Tuesday 7 April 2009

A & E -v- TV




It's the Easter holidays and I've taken a few days off work. Last week, while trying to clear the Brazilian rain forest off my desk I was really looking forward to a few, stress free days at home with the little darlings. It's day two, and I've already exhausted a month's supply of Valium. I've been logging onto my office computer and checking emails in the hope that I will stumble upon an excuse to drag me (fake kicking and screaming) back to the office. Sadly there's no crisis, no job someone else there can't handle, and so I'm here, desperately trying to think of low risk activities. Right now the Little Darlings are watching some vomit inducing American tv programme, but I estimate I have approximately twenty-two minutes before they need entertaining.

The tv as a source of entertainment is much underrated in my view. It's generally safe, and can even be educational, although of late all the little darlings have learned about is the pinky pledge. Regrettably Boychild does insist on watching it, from time to time, while balancing on his head, but it's still less hazardous, on the whole, than outdoor pursuits. When he was a toddler Jack formed the habit of climbing on top of the tv and lying with his head hanging over the front of the screen. I would periodically remove him. I've read chapter and verse about the oppositional child, and followed the professionals' advice to choose my battles wisely, which is why I tried to ignore his climbing habits. This parenting style came back to bite me when the tv broke down, and the repairman came to take the tv away. The box had suffered such abuse at the hands of the Little Darlings, we abandoned his list of pre-existing injuries the set had endured, and I agreed to sign to say that it was "totally screwed". In any event the reason that the tv had ceased normal operations was that it was full, apparently, of toddler urine.

I'm not sure if it's a mother thing, but Boychild has me in a constant state of anxiety. While I was cleaning up after breakfast, Kate came in and as she poured herself a drink, nonchalantly informed me that Boychild was stuck on the trapeze. She said it so casually that it took a few moments to register. We don't have a trapeze, or so I thought. I then ran out back, and Jack had managed to rig up a kind of Heath Robinson death slide, and was stuck on top of it. I spoke softly to him as I approached, as though I've been trained to talk suicidal would-be jumpers away from the precarious edges of a tower blocks, with visions of yet another trip to accident and emergency looming large on my consciousness. I untangled him without incident, and begged him to watch tv.

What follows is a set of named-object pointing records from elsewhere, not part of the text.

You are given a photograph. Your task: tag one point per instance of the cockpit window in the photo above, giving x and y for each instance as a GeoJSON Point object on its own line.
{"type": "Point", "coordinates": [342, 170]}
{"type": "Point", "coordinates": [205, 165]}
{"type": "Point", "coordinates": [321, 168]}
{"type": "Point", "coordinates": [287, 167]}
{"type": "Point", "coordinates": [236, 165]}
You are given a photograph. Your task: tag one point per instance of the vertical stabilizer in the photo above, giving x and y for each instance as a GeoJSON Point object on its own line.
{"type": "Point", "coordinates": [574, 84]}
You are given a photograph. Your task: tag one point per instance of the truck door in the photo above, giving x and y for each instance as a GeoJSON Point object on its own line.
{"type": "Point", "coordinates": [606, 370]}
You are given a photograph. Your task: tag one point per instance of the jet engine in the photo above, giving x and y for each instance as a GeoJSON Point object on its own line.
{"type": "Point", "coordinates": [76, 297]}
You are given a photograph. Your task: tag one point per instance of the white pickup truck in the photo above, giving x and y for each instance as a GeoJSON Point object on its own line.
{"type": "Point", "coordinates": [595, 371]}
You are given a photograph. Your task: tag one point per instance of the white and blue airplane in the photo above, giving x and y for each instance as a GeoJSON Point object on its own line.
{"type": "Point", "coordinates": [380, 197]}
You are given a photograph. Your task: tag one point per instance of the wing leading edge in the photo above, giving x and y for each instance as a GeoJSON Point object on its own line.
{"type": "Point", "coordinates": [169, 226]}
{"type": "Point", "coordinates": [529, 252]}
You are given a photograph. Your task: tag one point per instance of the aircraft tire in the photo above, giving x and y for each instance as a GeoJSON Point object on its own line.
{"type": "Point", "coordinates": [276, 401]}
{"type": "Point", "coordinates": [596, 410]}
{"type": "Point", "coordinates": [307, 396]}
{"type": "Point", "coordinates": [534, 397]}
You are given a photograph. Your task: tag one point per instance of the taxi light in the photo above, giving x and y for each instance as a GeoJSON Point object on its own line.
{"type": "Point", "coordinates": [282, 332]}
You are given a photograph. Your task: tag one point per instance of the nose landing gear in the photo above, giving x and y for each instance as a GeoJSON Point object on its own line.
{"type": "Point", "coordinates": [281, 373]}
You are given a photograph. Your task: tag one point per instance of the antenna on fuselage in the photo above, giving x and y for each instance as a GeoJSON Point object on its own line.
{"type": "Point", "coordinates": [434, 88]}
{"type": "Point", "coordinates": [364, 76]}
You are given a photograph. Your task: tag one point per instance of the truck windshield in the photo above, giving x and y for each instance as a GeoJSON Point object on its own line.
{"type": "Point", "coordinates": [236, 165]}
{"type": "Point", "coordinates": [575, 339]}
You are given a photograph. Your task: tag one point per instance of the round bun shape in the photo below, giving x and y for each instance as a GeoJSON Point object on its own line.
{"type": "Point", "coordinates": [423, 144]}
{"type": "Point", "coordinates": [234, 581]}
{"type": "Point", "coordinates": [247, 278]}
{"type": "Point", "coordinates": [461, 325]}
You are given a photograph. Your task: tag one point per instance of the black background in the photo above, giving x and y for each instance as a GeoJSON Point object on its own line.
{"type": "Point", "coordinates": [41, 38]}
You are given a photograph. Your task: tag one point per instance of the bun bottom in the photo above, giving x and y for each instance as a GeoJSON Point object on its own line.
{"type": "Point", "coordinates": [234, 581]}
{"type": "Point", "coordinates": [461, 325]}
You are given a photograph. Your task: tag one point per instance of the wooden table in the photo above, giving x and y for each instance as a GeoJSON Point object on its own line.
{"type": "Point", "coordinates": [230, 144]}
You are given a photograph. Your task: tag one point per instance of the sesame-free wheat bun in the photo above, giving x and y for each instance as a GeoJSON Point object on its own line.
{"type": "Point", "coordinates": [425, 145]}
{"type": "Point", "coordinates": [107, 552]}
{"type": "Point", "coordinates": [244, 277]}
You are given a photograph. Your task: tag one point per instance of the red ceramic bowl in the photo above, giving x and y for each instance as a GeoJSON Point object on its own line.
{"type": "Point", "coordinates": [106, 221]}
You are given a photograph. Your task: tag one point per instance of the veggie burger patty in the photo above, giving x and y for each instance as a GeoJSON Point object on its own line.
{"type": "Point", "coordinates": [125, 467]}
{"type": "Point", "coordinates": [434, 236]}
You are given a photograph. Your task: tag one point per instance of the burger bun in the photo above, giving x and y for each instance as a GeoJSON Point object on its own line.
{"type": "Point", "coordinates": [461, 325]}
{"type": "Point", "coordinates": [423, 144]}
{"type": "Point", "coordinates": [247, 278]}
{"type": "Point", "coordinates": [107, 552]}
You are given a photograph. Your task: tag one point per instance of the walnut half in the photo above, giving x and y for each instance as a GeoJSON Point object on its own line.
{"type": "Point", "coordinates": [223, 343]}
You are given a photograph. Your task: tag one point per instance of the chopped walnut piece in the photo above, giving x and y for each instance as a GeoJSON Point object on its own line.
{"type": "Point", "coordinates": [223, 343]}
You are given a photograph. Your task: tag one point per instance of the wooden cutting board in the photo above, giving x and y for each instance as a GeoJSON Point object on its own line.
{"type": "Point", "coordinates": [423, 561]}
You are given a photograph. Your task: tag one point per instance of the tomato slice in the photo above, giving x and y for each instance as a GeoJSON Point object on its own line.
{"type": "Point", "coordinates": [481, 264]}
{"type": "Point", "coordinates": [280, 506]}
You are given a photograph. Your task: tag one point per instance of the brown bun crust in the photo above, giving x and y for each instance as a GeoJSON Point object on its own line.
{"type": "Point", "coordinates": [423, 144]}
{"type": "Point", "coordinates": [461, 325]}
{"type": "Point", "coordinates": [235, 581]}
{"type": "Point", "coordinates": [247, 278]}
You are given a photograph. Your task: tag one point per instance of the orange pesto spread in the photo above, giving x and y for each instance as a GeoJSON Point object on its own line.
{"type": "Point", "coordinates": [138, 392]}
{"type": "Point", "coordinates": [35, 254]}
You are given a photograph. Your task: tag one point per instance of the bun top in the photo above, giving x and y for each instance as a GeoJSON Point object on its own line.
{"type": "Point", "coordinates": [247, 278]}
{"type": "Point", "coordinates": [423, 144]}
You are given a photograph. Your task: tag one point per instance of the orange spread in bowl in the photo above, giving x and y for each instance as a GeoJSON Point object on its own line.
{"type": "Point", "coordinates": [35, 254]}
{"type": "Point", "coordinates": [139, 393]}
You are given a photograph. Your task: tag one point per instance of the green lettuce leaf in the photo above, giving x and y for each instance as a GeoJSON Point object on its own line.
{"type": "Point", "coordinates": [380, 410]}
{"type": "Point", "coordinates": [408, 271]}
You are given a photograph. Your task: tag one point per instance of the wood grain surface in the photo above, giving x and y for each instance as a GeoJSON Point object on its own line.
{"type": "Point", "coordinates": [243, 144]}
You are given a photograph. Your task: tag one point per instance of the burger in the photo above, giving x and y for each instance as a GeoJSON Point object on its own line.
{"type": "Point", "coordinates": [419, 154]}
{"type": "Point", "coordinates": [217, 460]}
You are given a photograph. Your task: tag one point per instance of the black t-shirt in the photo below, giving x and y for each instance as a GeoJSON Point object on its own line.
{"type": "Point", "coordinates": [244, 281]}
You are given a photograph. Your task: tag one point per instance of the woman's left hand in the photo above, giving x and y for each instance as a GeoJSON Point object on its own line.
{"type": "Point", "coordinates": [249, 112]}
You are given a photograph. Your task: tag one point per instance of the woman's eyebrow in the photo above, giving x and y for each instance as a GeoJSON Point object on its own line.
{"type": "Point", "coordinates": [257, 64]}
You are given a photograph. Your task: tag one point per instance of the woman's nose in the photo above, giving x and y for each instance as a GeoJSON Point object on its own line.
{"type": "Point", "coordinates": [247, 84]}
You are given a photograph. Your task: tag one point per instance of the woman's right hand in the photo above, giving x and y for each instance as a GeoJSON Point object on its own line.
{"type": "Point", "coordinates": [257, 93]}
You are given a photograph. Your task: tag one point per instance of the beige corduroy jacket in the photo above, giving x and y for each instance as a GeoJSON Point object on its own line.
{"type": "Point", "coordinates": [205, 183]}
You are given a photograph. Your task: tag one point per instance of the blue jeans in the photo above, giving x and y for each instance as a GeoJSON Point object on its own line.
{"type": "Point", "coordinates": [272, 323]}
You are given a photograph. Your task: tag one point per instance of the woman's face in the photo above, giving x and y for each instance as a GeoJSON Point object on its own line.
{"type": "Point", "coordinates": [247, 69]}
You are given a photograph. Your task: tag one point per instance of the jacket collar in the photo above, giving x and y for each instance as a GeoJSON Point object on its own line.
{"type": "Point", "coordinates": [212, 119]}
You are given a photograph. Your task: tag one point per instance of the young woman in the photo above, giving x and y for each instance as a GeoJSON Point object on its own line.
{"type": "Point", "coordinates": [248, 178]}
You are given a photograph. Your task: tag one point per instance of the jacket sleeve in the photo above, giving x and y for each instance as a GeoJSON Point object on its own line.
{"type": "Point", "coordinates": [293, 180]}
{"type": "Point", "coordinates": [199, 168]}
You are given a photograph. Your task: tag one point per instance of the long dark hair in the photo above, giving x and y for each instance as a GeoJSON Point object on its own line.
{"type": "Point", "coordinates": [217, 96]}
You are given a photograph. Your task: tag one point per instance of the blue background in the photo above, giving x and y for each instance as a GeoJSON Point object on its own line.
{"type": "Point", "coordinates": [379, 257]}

The incident brought back memories of the forays we've had, over the years, to the local hospital, the most memorable of course being when Jack broke his leg. I remember the triage nurse carefully holding Boychild's head in his hands so he couldn't look at me, and asking him how it happened. I accept the nurse needs to check for signs of child abuse, but it did made me wonder if there is a secret record alerting staff when a certain number of visits have been racked up. Setting aside the illness as opposed to injury visits the Little Darlings have accumulated the following attendance record:
  • When Kate was two she ate an Ariel liquitab (the sort that should go in a washing machine)

  • Shortly followed by Eve diving head first out of a Tesco's trolley - that's when I assumed the Bad Mother title

  • Next Eve sprayed perfume in Jack's eyes (or so I thought until, on the way to the hospital for the next trip, he confessed that he'd done it to himself)

  • Most recently Eve dropped a marble chopping board on her foot.
I guess five trips in eight years isn't so bad. However, I now need to find some non-A & E inducing activities for the Little Darlings that doesn't involve Hanna Montanna et al.